External recognition
The OBC Group’s performance as a franchisor has not gone unnoticed:
  • Several franchisees have acquired second or third outlets operating under the OBC brand and the trend continues. Having franchisees investing in additional units is a supreme vote of confidence into the brand and the people who manage it.
  • The year the OBC Group entered the FASA Awards for Excellence in Franchising for the first time, they won the prestigious title of ‘Franchisor of the Year’. They repeated this achievement the following year and secured other honours as well.
Tony da Fonseca pictured in front or an assortment of OBC-branded items
  • The South African Portuguese Chamber of Commerce named the OBC Group ‘Large Business of the Year’, also twice in a row.
Readers wishing to find out more about an OBC Chicken and Meat franchise should contact OBC Group’s Marketing and Business Development Manager Robbie Capazorio – robbie@obcgroup.co.za – or phone him on 082 3377747.

To sum up

Turning back to the franchise scene in general, the 2017 survey into franchising commissioned by FASA with financial support by Sanlam revealed that two in three established franchisors have been in business for more than 10 years and a further 17% for more than 6 years. Moreover, franchising’s contribution to GDP rose from 9.7% in 2014 to 13.3% in 2017. For 2017, this translates into sales through the franchise channel (excluding motorcar and fuel sales) of R587 billion. This underlines the staying power of the franchise sector during a period of political turmoil and economic uncertainty.

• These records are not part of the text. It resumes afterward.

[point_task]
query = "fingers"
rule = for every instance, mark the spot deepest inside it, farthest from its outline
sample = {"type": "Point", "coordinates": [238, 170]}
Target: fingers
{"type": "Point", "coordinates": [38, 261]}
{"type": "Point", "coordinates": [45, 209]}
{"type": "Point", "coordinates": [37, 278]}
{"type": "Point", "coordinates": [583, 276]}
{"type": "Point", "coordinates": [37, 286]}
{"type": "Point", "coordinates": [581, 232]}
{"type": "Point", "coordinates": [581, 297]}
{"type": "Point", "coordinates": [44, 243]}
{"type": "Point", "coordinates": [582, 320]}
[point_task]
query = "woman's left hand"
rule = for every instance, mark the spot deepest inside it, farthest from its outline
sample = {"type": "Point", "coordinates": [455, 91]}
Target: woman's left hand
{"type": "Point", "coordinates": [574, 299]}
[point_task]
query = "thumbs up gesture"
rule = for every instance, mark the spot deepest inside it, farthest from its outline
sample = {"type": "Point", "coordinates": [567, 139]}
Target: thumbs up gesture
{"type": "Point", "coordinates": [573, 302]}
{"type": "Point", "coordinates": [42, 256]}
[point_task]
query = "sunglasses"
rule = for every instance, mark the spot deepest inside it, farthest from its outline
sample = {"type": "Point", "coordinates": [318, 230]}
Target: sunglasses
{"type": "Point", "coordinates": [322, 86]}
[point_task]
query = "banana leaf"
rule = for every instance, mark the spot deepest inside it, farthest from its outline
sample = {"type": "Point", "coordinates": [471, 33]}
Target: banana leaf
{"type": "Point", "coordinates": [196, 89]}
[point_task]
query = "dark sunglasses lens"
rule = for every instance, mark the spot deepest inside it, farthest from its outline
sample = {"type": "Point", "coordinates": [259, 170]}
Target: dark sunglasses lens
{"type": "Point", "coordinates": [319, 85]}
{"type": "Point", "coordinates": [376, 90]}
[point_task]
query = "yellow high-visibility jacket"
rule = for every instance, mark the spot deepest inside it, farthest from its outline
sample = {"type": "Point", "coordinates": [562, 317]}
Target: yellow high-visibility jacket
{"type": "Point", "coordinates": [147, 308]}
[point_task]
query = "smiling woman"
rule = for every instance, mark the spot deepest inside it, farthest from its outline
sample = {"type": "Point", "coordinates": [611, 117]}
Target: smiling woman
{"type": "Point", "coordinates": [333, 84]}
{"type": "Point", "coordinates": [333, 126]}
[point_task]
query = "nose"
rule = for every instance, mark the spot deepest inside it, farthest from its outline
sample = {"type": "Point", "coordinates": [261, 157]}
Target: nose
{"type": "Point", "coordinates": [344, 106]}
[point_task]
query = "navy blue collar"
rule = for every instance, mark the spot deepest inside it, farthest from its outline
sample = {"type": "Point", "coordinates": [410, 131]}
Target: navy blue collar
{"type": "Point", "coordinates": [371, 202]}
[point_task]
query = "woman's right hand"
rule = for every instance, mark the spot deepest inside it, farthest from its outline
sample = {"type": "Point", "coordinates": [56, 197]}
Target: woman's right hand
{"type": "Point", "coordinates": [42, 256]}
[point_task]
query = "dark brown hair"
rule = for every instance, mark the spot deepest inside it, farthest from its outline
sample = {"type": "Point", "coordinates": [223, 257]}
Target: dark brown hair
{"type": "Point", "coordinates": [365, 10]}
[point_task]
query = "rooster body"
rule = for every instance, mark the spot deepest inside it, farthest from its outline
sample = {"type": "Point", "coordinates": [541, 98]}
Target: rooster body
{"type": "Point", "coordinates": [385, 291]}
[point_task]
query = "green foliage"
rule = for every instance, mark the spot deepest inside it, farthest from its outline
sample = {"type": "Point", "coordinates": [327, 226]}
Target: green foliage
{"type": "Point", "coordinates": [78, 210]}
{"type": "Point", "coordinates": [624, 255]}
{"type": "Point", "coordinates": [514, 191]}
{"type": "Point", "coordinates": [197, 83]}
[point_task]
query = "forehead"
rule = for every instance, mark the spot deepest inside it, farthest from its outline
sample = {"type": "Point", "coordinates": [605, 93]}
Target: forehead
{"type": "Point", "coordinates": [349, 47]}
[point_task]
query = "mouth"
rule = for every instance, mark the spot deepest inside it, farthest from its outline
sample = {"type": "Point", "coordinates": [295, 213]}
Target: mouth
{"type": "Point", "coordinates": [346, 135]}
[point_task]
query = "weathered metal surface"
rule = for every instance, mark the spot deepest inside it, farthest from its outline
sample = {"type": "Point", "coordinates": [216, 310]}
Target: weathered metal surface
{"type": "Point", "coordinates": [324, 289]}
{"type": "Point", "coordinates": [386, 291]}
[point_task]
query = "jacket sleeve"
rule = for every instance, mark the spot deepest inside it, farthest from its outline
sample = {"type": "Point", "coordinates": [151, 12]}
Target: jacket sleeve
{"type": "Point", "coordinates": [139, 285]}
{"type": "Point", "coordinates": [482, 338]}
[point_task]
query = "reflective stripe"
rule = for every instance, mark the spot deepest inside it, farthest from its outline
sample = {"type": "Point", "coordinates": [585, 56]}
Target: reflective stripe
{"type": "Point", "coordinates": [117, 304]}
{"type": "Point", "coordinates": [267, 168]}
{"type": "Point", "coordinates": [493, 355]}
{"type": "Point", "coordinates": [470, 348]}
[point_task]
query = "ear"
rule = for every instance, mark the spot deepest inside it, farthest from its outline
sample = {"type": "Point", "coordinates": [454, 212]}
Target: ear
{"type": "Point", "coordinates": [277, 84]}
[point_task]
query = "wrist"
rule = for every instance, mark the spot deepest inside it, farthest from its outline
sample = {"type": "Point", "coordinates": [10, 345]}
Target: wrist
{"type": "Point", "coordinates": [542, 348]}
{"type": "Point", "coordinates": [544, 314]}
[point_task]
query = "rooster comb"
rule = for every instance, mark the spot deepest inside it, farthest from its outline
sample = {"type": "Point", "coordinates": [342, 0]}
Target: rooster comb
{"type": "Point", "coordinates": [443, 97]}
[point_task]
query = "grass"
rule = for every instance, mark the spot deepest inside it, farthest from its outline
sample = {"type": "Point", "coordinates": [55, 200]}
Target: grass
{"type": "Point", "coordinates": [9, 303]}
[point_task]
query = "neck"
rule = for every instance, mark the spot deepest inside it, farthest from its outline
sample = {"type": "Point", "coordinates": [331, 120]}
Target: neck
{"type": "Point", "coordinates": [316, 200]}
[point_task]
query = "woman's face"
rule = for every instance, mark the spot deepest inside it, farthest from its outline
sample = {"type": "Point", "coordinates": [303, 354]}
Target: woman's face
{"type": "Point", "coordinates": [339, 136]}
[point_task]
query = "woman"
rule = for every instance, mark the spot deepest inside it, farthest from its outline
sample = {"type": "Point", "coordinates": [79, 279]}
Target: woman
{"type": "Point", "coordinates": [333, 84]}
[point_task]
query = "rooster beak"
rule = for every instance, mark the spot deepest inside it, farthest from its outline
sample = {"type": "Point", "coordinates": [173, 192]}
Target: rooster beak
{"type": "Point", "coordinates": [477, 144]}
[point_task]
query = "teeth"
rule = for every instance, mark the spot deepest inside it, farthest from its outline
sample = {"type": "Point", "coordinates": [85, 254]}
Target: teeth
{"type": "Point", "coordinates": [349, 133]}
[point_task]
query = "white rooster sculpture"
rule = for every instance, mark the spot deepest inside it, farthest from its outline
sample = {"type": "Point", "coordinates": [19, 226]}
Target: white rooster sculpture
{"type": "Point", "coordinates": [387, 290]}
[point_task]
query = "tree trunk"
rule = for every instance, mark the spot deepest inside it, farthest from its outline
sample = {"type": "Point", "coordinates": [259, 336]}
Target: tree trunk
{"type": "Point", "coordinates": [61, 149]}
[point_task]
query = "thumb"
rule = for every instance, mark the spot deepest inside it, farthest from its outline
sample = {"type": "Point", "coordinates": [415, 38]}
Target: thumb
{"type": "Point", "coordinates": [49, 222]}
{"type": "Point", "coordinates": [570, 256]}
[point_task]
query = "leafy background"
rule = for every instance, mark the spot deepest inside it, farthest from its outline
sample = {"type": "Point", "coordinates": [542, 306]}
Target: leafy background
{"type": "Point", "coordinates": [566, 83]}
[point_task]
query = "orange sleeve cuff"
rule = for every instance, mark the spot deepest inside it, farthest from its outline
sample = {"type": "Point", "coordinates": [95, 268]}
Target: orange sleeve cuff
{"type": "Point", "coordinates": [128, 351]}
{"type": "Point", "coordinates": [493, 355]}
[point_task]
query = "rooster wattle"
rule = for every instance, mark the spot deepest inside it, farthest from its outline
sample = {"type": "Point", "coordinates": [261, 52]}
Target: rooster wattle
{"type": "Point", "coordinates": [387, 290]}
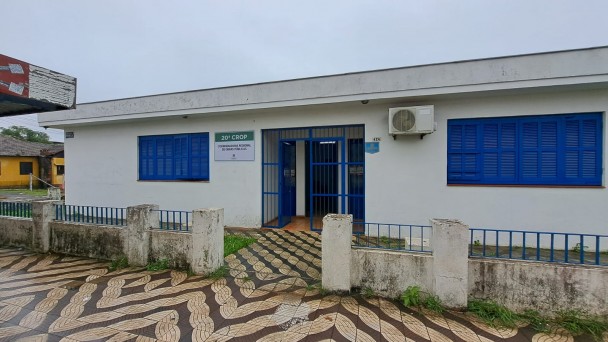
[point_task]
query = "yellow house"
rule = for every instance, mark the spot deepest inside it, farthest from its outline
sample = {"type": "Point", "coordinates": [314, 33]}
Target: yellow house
{"type": "Point", "coordinates": [20, 158]}
{"type": "Point", "coordinates": [57, 171]}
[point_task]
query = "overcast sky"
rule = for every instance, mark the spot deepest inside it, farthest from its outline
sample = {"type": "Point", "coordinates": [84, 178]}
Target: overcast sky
{"type": "Point", "coordinates": [122, 48]}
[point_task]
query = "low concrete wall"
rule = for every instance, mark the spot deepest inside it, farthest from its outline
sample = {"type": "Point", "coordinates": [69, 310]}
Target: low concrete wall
{"type": "Point", "coordinates": [16, 231]}
{"type": "Point", "coordinates": [389, 273]}
{"type": "Point", "coordinates": [173, 246]}
{"type": "Point", "coordinates": [93, 241]}
{"type": "Point", "coordinates": [545, 287]}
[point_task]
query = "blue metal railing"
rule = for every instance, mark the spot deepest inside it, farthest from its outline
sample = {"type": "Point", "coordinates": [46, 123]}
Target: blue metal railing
{"type": "Point", "coordinates": [178, 220]}
{"type": "Point", "coordinates": [16, 209]}
{"type": "Point", "coordinates": [401, 237]}
{"type": "Point", "coordinates": [571, 248]}
{"type": "Point", "coordinates": [90, 214]}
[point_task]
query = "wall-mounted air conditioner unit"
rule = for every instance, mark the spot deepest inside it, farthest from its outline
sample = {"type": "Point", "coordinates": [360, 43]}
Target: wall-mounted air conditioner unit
{"type": "Point", "coordinates": [411, 120]}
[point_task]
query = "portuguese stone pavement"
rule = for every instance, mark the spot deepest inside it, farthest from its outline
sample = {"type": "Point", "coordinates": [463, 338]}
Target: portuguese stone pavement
{"type": "Point", "coordinates": [268, 294]}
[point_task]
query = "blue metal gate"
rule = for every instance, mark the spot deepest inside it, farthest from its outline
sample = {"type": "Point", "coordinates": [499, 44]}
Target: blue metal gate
{"type": "Point", "coordinates": [333, 166]}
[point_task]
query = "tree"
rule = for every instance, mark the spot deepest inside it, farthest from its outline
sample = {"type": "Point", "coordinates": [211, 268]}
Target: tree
{"type": "Point", "coordinates": [24, 133]}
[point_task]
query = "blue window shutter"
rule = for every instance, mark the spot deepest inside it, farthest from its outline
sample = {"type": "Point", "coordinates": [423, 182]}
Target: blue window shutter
{"type": "Point", "coordinates": [463, 153]}
{"type": "Point", "coordinates": [498, 151]}
{"type": "Point", "coordinates": [164, 157]}
{"type": "Point", "coordinates": [539, 150]}
{"type": "Point", "coordinates": [563, 149]}
{"type": "Point", "coordinates": [199, 156]}
{"type": "Point", "coordinates": [147, 158]}
{"type": "Point", "coordinates": [583, 149]}
{"type": "Point", "coordinates": [180, 156]}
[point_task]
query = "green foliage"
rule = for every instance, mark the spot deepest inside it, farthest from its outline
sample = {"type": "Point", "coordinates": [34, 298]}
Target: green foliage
{"type": "Point", "coordinates": [577, 248]}
{"type": "Point", "coordinates": [492, 313]}
{"type": "Point", "coordinates": [322, 291]}
{"type": "Point", "coordinates": [219, 273]}
{"type": "Point", "coordinates": [433, 303]}
{"type": "Point", "coordinates": [413, 296]}
{"type": "Point", "coordinates": [535, 320]}
{"type": "Point", "coordinates": [578, 322]}
{"type": "Point", "coordinates": [367, 292]}
{"type": "Point", "coordinates": [575, 321]}
{"type": "Point", "coordinates": [118, 264]}
{"type": "Point", "coordinates": [25, 134]}
{"type": "Point", "coordinates": [232, 243]}
{"type": "Point", "coordinates": [158, 265]}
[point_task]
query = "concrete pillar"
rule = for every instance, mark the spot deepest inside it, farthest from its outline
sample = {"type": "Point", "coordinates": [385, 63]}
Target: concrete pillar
{"type": "Point", "coordinates": [54, 193]}
{"type": "Point", "coordinates": [336, 251]}
{"type": "Point", "coordinates": [450, 262]}
{"type": "Point", "coordinates": [140, 219]}
{"type": "Point", "coordinates": [207, 240]}
{"type": "Point", "coordinates": [43, 213]}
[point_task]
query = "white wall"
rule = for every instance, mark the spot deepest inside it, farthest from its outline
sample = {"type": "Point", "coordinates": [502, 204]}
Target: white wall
{"type": "Point", "coordinates": [405, 181]}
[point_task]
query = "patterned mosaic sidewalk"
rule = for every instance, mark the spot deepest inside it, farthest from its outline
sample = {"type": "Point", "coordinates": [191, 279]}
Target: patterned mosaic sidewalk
{"type": "Point", "coordinates": [266, 297]}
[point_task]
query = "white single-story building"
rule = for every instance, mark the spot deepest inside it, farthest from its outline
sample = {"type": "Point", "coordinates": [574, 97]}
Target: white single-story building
{"type": "Point", "coordinates": [513, 142]}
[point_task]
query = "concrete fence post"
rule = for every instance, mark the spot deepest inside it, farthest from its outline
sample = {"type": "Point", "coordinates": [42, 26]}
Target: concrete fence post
{"type": "Point", "coordinates": [43, 213]}
{"type": "Point", "coordinates": [207, 240]}
{"type": "Point", "coordinates": [140, 219]}
{"type": "Point", "coordinates": [336, 252]}
{"type": "Point", "coordinates": [450, 262]}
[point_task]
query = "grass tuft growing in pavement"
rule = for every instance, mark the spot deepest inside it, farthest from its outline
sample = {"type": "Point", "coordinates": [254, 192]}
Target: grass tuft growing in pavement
{"type": "Point", "coordinates": [117, 264]}
{"type": "Point", "coordinates": [578, 322]}
{"type": "Point", "coordinates": [158, 265]}
{"type": "Point", "coordinates": [232, 243]}
{"type": "Point", "coordinates": [493, 314]}
{"type": "Point", "coordinates": [219, 273]}
{"type": "Point", "coordinates": [413, 296]}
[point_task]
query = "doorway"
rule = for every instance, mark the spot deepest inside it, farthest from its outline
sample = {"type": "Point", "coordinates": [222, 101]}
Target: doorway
{"type": "Point", "coordinates": [308, 173]}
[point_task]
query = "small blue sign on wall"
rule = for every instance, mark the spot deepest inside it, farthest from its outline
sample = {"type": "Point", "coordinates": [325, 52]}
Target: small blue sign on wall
{"type": "Point", "coordinates": [373, 147]}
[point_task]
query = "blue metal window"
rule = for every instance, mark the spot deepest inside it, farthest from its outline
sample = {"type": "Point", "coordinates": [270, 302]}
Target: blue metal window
{"type": "Point", "coordinates": [563, 149]}
{"type": "Point", "coordinates": [174, 157]}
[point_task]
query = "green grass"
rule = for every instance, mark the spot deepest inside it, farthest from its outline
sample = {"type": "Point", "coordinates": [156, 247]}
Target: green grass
{"type": "Point", "coordinates": [544, 254]}
{"type": "Point", "coordinates": [493, 314]}
{"type": "Point", "coordinates": [232, 243]}
{"type": "Point", "coordinates": [34, 192]}
{"type": "Point", "coordinates": [577, 322]}
{"type": "Point", "coordinates": [413, 296]}
{"type": "Point", "coordinates": [319, 287]}
{"type": "Point", "coordinates": [367, 292]}
{"type": "Point", "coordinates": [219, 273]}
{"type": "Point", "coordinates": [118, 264]}
{"type": "Point", "coordinates": [158, 265]}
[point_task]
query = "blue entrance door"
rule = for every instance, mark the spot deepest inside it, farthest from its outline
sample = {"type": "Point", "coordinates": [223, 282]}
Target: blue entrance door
{"type": "Point", "coordinates": [327, 175]}
{"type": "Point", "coordinates": [287, 206]}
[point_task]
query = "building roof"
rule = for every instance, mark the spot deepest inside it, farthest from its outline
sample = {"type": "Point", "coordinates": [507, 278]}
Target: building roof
{"type": "Point", "coordinates": [582, 68]}
{"type": "Point", "coordinates": [27, 88]}
{"type": "Point", "coordinates": [10, 147]}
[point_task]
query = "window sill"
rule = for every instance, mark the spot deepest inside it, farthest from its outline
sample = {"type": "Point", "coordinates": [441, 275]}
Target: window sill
{"type": "Point", "coordinates": [528, 186]}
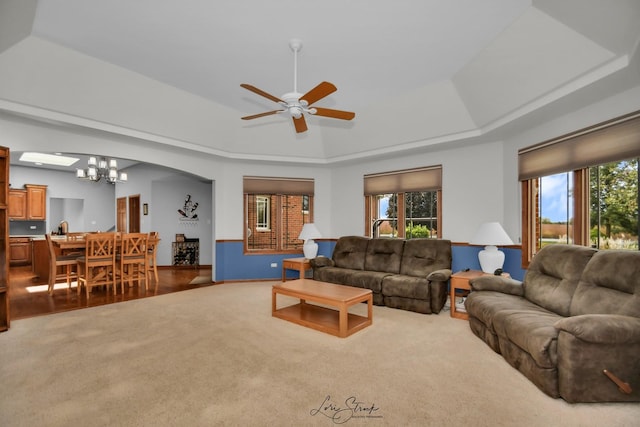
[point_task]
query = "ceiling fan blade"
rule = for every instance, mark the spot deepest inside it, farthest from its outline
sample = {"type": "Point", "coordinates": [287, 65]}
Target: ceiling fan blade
{"type": "Point", "coordinates": [336, 114]}
{"type": "Point", "coordinates": [318, 92]}
{"type": "Point", "coordinates": [261, 93]}
{"type": "Point", "coordinates": [268, 113]}
{"type": "Point", "coordinates": [300, 124]}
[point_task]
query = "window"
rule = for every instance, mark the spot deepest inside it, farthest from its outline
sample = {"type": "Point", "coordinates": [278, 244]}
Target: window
{"type": "Point", "coordinates": [275, 211]}
{"type": "Point", "coordinates": [404, 204]}
{"type": "Point", "coordinates": [263, 210]}
{"type": "Point", "coordinates": [576, 192]}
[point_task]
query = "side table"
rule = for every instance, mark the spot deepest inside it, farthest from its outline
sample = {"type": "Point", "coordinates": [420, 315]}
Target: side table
{"type": "Point", "coordinates": [460, 285]}
{"type": "Point", "coordinates": [299, 264]}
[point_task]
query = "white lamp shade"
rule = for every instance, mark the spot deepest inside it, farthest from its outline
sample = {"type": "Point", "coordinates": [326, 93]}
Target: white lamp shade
{"type": "Point", "coordinates": [491, 234]}
{"type": "Point", "coordinates": [310, 249]}
{"type": "Point", "coordinates": [308, 233]}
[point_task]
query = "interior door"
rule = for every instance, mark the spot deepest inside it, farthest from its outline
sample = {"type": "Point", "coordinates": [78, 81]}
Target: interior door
{"type": "Point", "coordinates": [134, 214]}
{"type": "Point", "coordinates": [121, 208]}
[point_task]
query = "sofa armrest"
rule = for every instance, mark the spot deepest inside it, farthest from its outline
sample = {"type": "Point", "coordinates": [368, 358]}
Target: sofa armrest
{"type": "Point", "coordinates": [506, 285]}
{"type": "Point", "coordinates": [602, 328]}
{"type": "Point", "coordinates": [441, 275]}
{"type": "Point", "coordinates": [321, 261]}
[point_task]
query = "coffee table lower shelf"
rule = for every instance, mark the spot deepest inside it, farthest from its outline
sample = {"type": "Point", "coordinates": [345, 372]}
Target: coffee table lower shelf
{"type": "Point", "coordinates": [321, 318]}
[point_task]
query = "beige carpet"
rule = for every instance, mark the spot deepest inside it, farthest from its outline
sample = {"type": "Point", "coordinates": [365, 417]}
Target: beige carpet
{"type": "Point", "coordinates": [215, 356]}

Franchising is no longer just about fast food either. 845 brands are offering franchise opportunities in a vast range of business sectors from automotive to retail, training to home repairs and just about everything in-between.

At the consumer level, franchised brands are represented by over 40,000 franchisees who employ more than 340,000 people. Many of these employees are semi-skilled individuals who would otherwise find it difficult to secure employment.

With FASA celebrating its 40th anniversary next year, readers can look forward to a series of events to take place during 2019 that will further cement franchising’s standing as the route to “being in business for yourself but not by yourselves.”